Yesterday, Real World Technologies posted an article detailing the computational efficiency of CPUs and GPUs, and how those designs have evolved over the last three years. In the analysis, author David Kanter looks at both the computational performance per watt as well as performance per physical die area. He also compares how the chip architectures have faired since 2009, when Kanter did his initial analysis. The evaluations were based on double precision floating point performance.
In 2009, the standout in performance per watt and physical space was AMD’s RV770 GPU. The processor was able to perform 1.6 gigaflops/watt. It was also capable of performing just under one gigaflop per mm2. Intel’s Silverthorne processor was slightly less efficient than the RV770, but had far less density than AMD’s GPU. Subsequently renamed “Atom,” the chip was able to perform between 1.5 to 1.6 gigaflops/watt and was primarily tasked with powering mobile consumer devices.
While the R770 appeared to be the clear winner in 2009, GPUs were not widely accepted as compute engines and suffered a number of challenges. Many were unable to deliver double precision floating point calculations, and those that could, often did so with limited performance. Programming GPUs was also difficult, as APIs were in their early stages.
GPU technology has improved significantly over the past three years though. Almost all these “graphic” processors can perform double precision calculations and have become simpler to program, thanks to more mature programming frameworks like CUDA, and OpenCL. CPUs have also improved over the interval, including new vector extensions like x86 AVX.
So what does the landscape look like today? From Kanter's analysis:

IBM currently takes the energy efficiency crown with their Blue Gene/Q (BG/Q) processor, which just so happens to power the most powerful supercomputer in the world. The chip can perform roughly 3.75 gigaflops/watt and is represented in the top 20 systems on the current Green500 list. Not far behind in efficiency is NVIDIA’s Fermi GPU, which performs close to 3 gigaflops/watt. The K computer’s SPARC64 chip is just a little further behind at 2.2 gigaflops/watt. All other mainstream CPUs in use for HPC – Intel’s Sandy Bridge, AMD’s Interlagos and IBM’s POWER7 – are further back, below 1.5 gigaflops/watt.
Kanter says this divergence reflects a fundamental difference between traditional processors (x86 CPUs, POWER, and others) and throughput processors (GPUs and BG/Q). But, he notes, the difference in efficiency between the two groups has narrowed since 2009, and he expects them to eventually converge.
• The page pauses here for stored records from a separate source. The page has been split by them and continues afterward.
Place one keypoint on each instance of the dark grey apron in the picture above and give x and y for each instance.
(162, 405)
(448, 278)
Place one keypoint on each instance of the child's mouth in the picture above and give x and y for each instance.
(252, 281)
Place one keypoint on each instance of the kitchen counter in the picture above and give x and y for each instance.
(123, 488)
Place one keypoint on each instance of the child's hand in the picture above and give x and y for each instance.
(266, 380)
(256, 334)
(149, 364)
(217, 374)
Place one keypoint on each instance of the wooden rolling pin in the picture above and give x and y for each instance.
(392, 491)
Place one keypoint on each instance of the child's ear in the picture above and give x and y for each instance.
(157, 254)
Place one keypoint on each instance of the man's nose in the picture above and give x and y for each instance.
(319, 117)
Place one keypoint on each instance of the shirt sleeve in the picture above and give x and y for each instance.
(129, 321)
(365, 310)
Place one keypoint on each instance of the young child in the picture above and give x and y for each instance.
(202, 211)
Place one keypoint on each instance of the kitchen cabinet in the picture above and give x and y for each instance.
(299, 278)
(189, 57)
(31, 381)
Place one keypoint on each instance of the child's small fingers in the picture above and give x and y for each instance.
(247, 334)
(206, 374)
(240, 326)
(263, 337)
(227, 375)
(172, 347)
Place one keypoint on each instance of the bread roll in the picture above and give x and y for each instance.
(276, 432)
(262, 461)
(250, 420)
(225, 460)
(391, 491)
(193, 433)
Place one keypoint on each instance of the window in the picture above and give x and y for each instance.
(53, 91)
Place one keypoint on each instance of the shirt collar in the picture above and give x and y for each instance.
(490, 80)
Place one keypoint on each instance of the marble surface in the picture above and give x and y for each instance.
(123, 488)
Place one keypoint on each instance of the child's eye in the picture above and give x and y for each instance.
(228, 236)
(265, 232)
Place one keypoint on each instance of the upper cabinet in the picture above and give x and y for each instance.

Probably not in the short-term though. Before the end of this year, Intel will release its first Many Integrated Core (MIC) coprocessor, now rebranded as Xeon Phi, which promises over 1 teraflop of absolute performance. It will directly compete with NVIDIA’s Kepler K20 GPU, also due out later this year. Both chips will probably best BG/Q silicon on performance/watt.
Further out, it should get even more interesting. Server-capable 64-bit ARM processors, low power x86 CPUs from Intel, heterogeneous CPU-GPU chips from (at least) AMD and NVIDIA, and whatever IBM is planning as sequel to BG/Q, are all in the pipeline for 2013-2014.